Now, fast-forward to the lump found in my breast this past year. The clinic in Coweta where the “abnormality” was first found does not have a radiologist on staff, so they sent the films off to be read by someone else and we only got to read the report. Remember how last month I told you I was a bit frustrated (i.e., “throwing a fit”) about having to go yet again to have more films made since the other ones were outdated? Well, the specialist also recommended this time that I get “digital imaging” which would have to be done at Claremore Indian Hospital. I had several people praying with me that there would be no lump at all when I had the new mammogram, but it was (and is) still there. But wait. . .

A kind and lovely African American woman in her early 60’s came in to discuss the films with me, and when she pointed out the white spot on the black screen, I nearly gasped. Y’all, the thing is shaped just like a butterfly! I have the films to prove it but felt it might not be “newsletter-appropriate” so you will have to take my word for it. 🙂 The radiologist said, “well, would you look at that…” And just as I was about to completely lose my composure, the fire alarm went off and they had to evacuate the building. I was still in the flimsy half gown and about to panic, when the tech saw my look of horror and mercifully said, “This is only a test. You don’t have to go out like that. You just stay here and wait for it to pass.
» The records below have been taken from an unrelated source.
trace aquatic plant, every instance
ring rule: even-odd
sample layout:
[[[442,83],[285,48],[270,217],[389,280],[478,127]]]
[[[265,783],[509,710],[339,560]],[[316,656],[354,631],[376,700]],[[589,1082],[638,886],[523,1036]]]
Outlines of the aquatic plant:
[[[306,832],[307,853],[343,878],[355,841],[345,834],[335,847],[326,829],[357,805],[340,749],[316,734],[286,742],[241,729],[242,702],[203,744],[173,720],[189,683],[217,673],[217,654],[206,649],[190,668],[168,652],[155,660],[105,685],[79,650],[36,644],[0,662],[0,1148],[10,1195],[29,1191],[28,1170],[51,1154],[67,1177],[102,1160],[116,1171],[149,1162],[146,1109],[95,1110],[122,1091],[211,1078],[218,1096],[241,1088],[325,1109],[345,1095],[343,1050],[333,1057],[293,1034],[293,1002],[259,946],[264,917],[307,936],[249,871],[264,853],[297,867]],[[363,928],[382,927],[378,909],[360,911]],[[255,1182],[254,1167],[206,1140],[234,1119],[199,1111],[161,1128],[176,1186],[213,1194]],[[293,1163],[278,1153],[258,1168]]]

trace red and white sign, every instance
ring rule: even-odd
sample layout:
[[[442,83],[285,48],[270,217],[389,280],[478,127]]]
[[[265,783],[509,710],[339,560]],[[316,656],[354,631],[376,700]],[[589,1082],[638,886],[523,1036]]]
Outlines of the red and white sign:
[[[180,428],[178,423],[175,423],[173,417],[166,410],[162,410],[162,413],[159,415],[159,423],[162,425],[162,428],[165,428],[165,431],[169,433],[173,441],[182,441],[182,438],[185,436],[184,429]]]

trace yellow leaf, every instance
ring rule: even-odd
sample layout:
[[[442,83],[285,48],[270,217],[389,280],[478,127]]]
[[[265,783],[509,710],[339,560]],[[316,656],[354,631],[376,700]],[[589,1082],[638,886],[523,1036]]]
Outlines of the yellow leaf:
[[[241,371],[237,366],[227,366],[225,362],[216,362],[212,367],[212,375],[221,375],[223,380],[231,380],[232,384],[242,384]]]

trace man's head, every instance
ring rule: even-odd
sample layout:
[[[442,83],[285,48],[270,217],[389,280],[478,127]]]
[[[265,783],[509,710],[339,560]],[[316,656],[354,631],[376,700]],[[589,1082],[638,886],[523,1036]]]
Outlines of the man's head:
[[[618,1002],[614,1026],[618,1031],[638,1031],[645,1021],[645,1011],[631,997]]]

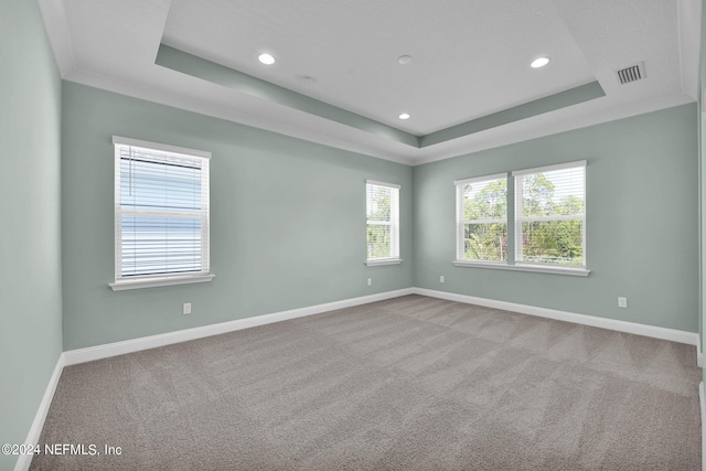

As I sat in the dimly lit pink room, the tears began to flow as I thought of the past year—closing the house of prayer, being separated from my family, all the feelings of doubt and uncertainty about the future. And in that place I heard His voice. I believe it is His message to you today as well, so let me be your messenger of mercy like the radiology tech was for me. God says, “This is only a test. It’s not going down like that. Just stay here with Me and wait for it to pass…I AM WITH YOU” At that point, it didn’t really matter what the results would be because I knew He was WITH ME and would go “out of His way” to say my name and send me pictures of His Love. Don’t lose heart. Remember Job. “After Job had prayed for his friends, the LORD restored his fortunes and gave him twice as much as he had before.” (Job 42:10) So, who can you pray for today? I am praying for you!